The more I read, the more I do, the more I write, the more I practice, the more I realize that I am a Know-Nothing-Witch. This third stage of Know-Nothingness is the best stage of Know-Nothingness; it comes not from ignorance, but from being just smart enough to realize there are certain things you’ll probably never know. Witchcraft is a lot like a parfait (it can’t be like an onion because onions are gross and I’m not an ogre), there are layers and layers to it, and as soon as you scratch away at one mystery you find another one underneath it.
I’ve been studying the Horned God of Witchcraft for twenty years now, and when I sat down to write a book about that subject last year I couldn’t help but realize that I didn’t know nearly as much as I thought I did. I had my experiences with Old Horny to draw upon and knowledge from the books I’ve read over the years, but those things were only a very small part of the story. To tell you the truth, the more I wrote for that book, the dumber I felt. Eventually I sort of realized that all I could do was share what little I know and leave the rest open for personal interpretation; after all what matters most is how we experience things, not how someone else tells you to experience them.
When I was initiated into Gardnerian Wicca back in 2010 (Good gods! It’s been over ten years!) I thought I was being handed the keys to the kingdom. Those keys didn’t open up a treasure chest full of answers, they simply opened more doors that led to more questions. When I initiate or elevate someone today I find that I learn just as much (if not more) than the person going through the experience. A good Know-Nothing-Witch is one that realizes there are always things to discover, always new things to do, and that Witchcraft will always be a journey and not a destination.
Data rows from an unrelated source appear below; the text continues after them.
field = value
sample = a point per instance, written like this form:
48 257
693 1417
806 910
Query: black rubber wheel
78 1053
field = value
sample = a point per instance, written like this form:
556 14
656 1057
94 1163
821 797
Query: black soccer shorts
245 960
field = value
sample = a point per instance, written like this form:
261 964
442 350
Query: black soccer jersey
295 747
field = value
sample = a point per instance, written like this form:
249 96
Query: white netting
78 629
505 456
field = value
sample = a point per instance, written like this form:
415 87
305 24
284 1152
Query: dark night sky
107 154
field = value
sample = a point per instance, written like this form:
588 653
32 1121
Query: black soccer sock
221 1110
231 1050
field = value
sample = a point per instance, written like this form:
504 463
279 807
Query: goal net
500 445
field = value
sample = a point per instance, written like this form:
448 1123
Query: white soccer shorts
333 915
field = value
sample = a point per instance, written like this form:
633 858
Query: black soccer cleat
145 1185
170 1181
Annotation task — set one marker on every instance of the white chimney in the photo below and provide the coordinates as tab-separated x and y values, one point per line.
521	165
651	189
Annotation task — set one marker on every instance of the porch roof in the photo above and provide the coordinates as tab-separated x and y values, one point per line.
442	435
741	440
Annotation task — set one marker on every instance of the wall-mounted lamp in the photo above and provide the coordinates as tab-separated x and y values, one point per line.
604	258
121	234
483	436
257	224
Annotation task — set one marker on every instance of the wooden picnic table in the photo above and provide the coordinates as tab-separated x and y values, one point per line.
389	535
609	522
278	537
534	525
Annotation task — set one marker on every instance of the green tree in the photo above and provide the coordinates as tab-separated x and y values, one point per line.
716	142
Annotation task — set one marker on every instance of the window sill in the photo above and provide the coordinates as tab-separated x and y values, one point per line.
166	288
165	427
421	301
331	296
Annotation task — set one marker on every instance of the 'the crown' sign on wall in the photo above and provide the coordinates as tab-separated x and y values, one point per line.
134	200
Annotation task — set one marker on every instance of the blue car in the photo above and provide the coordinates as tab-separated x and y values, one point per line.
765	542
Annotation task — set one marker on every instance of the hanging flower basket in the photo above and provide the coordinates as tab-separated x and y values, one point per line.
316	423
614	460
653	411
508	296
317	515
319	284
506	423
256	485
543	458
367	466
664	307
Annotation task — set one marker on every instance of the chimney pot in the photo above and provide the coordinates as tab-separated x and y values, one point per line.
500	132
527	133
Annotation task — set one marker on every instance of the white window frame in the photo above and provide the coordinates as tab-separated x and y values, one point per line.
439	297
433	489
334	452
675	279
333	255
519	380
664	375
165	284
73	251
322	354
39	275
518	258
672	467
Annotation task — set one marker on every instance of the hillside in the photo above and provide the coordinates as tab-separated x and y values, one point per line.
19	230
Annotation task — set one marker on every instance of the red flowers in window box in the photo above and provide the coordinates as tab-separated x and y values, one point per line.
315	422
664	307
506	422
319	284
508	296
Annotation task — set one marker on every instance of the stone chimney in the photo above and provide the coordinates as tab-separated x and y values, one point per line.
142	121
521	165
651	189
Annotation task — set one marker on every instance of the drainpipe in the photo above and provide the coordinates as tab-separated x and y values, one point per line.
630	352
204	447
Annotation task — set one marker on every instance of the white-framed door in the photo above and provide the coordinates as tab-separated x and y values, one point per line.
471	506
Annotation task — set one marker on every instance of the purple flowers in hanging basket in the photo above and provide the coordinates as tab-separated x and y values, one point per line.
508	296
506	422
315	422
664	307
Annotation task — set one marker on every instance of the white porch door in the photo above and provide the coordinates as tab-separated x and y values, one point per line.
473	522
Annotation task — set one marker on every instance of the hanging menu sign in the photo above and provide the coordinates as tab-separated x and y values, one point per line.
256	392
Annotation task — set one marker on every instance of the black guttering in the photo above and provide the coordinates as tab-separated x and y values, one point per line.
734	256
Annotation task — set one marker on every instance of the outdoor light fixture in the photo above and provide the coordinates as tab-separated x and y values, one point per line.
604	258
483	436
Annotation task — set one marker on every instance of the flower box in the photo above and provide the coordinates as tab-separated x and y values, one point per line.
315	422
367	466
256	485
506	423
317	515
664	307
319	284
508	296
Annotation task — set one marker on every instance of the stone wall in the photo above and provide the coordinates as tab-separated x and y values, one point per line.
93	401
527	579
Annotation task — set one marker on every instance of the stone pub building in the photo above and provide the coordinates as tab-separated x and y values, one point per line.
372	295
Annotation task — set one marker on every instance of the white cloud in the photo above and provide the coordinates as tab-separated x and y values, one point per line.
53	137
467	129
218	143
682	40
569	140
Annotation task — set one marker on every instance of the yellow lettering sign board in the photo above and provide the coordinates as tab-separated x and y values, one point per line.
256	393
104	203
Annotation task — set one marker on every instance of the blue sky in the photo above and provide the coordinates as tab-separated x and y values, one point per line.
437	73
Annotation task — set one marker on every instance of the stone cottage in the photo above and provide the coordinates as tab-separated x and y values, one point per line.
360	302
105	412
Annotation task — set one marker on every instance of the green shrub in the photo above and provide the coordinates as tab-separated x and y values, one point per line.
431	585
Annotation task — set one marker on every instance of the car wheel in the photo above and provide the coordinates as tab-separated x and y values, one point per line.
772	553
There’s something refreshing about realizing you’ll never have all the answers and never know as much as you might wish. It’s the sort of perspective that keeps things interesting and constantly moving forward. It’s a feeling that makes my worship of the gods ever more urgent, and makes my magick stronger because that magick demands continuing investigation. Curiosity might kill the cat, but I think it makes the Witch.